Improving access to pulmonary rehabilitation
Nicola Perry-Gower - pulmonary rehabilitions workstream lead, Welsh Respiratory Health Implementation Group (RHIG)
Evidence suggests that pulmonary rehabilitation, or PR for short, reduces COPD flare ups by 36%. If we referred every eligible person to PR, flare ups would fall by a third. In turn, this would reduce COPD hospital admissions by 13%, halve the length of time spent in hospital for those admitted - saving 106,000 hospital days. We could reduce social care costs and free up GP appointments. When delivered at the right time in the right place by the right people, PR can literally change lives.
PR delivers significant results, but too many are missing out. In Wales, we’re working hard to improve access to PR and to standardise PR services. We hope that one day, anyone with a breathlessness score (MRC Dyspnoea score) of 3 and above will have access to a gold standard multi-professional led PR service, that’s as close to the person’s home as possible.
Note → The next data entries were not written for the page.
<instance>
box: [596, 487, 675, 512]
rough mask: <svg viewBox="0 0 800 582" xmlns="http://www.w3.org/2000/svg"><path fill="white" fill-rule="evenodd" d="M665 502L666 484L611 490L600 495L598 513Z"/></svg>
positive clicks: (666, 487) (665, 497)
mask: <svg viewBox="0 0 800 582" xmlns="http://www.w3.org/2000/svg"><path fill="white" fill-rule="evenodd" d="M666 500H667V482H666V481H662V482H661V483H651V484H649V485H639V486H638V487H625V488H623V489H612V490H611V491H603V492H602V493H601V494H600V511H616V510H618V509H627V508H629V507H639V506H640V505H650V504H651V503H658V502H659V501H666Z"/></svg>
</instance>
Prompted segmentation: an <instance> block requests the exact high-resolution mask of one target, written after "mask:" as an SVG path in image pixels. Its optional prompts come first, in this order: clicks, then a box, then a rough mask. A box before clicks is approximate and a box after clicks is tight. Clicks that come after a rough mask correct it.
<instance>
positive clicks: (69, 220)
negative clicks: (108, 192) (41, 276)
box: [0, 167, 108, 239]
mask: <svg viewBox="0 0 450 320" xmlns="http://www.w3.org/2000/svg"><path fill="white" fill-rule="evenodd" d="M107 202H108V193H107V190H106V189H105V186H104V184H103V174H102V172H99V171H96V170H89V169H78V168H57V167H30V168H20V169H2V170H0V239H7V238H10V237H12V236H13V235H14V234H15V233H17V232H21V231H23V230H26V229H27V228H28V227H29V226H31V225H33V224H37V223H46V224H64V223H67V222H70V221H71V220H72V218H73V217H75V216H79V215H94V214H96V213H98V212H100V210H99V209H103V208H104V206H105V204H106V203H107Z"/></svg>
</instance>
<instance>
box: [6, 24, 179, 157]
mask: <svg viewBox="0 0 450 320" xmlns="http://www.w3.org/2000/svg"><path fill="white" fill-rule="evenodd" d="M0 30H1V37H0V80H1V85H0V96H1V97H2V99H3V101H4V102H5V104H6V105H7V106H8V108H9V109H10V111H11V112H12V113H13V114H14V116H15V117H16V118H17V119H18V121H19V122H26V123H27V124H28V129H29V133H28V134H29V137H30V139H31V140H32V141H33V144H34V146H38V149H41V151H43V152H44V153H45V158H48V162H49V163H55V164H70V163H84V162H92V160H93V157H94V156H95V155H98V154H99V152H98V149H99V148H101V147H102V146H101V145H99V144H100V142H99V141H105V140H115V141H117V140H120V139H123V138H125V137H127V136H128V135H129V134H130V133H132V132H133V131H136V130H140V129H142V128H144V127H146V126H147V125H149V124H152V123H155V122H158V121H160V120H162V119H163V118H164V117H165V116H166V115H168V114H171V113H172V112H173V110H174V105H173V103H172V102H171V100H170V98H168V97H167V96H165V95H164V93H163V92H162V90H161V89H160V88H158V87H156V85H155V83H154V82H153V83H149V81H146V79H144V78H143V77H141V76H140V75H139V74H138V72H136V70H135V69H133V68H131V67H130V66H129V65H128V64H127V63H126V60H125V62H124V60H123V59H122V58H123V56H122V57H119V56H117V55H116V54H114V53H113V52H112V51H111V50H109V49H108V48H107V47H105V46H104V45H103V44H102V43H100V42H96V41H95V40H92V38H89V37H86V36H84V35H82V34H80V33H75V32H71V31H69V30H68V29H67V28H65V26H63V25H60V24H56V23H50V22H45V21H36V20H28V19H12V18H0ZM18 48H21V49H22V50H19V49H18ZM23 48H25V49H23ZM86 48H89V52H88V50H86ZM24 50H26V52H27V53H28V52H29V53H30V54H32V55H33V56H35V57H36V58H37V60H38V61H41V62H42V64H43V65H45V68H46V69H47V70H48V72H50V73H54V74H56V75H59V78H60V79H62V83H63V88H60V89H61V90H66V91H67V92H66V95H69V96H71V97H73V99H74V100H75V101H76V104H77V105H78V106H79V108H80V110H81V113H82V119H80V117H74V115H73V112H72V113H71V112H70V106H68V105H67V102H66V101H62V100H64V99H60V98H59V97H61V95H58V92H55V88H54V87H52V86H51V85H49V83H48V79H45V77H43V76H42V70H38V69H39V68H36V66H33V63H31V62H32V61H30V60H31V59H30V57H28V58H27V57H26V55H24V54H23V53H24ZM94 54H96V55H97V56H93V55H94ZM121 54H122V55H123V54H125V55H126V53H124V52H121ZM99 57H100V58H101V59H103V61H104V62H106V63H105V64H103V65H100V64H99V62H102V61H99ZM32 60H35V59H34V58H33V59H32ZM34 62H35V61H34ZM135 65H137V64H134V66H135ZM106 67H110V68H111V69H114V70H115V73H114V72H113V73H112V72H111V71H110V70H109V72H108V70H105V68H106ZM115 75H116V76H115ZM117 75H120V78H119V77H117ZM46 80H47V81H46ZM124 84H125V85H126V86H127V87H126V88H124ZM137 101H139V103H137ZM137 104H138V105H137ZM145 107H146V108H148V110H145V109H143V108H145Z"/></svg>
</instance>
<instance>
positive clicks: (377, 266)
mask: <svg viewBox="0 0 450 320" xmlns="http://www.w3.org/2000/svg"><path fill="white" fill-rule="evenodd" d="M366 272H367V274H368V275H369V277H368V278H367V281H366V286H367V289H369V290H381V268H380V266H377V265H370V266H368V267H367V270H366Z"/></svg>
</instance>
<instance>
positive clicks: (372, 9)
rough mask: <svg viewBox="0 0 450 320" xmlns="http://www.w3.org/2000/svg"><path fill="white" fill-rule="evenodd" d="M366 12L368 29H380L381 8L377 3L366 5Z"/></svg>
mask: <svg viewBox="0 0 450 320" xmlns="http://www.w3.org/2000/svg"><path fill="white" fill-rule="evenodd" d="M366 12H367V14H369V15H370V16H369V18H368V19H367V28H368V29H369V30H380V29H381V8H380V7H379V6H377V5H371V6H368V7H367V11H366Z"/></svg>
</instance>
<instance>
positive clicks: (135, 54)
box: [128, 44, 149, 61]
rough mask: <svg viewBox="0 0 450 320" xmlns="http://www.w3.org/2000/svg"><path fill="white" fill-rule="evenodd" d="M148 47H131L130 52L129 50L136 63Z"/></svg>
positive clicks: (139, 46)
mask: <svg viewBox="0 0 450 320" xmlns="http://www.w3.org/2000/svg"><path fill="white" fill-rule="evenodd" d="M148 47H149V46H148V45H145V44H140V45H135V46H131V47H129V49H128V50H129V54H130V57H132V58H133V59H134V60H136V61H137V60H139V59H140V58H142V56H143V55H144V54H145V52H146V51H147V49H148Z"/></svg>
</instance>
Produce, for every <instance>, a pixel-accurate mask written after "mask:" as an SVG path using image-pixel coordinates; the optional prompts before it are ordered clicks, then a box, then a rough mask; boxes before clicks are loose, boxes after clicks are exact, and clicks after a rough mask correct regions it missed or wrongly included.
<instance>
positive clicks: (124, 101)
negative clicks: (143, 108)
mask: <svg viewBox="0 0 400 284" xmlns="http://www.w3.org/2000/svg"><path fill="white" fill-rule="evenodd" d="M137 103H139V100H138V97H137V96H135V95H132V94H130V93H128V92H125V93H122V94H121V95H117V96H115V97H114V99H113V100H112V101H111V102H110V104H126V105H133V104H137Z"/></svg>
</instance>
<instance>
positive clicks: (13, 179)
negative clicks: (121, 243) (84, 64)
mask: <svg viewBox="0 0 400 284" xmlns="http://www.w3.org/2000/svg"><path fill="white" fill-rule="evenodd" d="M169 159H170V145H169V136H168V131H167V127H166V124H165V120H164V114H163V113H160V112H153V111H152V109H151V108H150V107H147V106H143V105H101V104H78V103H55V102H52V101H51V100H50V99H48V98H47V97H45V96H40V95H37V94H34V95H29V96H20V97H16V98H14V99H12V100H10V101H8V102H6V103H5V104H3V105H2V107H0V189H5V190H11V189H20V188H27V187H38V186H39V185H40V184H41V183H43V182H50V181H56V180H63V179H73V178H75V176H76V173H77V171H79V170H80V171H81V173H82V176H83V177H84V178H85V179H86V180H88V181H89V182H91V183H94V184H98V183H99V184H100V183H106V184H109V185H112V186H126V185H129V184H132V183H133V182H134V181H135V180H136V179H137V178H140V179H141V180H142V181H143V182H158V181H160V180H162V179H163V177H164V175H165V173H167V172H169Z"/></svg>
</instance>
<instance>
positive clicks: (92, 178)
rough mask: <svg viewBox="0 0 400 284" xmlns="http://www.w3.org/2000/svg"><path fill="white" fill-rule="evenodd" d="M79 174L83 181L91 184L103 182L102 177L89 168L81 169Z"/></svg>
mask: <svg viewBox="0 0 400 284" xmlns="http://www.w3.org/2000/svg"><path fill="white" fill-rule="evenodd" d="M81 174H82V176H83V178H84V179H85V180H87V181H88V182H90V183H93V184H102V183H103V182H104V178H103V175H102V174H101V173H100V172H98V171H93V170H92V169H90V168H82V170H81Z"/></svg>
When delivered at the right time in the right place by the right people, PR can literally change lives.
Helping people keep active with COPD
Claire Hurlin - head of chronic conditions management
I was fortunate to set up a pulmonary rehabilitation service in October 1999 in Singleton Hospital, Swansea and continue to help deliver PR in other areas. Over the years, I started to question why we don’t offer some form of PR to people newly diagnosed with COPD and those who don’t meet the criteria for PR.
In 2015 we trialled a 7-week educational programme for people living with COPD. I then worked with the National Exercise Referral Scheme to provide what we now call COPD+. People with COPD attend a 7-week structured course; they’re assessed and have supported exercise sessions as well. We’ve had great responses from people who’ve attended the course, with some becoming tutors themselves.
This World COPD Day I remain inspired by those who live with COPD, by their resilience and tenacity no matter what.
Help to stop smoking and improving inhaler technique
Victoria Richards-Green - chronic conditions lead pharmacist, ABUHB
We’re always looking for ways to give our patients the very best services we can. Now, we’re trying to make our PR service the best in Wales and to inspire others to do the same. We’ve already piloted a new bespoke stop-smoking service to our PR programme, and we’re rolling this out across the health board. We’ve given people with COPD attending PR an opportunity to stop smoking with expert nurse and pharmacist support.
Next, we’re looking at what we call a pharmacist lead advanced inhaler review, which gives people the chance to discuss their inhalers one-to-one. If people need to make changes, the person with a lung condition and their pharmacist work together to find the inhaler that works best for them.
When we get the inhaler right, the difference is massive.
Improving COPD diagnosis with accurate spirometry
Dr Ramsey Sabit - COPD workstream lead, RHIG
We’ve done several things to improve care for people with COPD. If we’re going to diagnose people accurately, we need accurate testing and interpretation of spirometry. Through funding from the Welsh Respiratory Health Implementation Group, a large number of health care professionals in Wales have now been officially accredited in spirometry.
We’re also in the process of recording educational videos on COPD. These are for health care professionals and patients alike, to empower people with COPD to manage their condition and come to terms with it in the long term.
People with COPD in Wales deserve access to services which help treat and mangage their condition in the long term.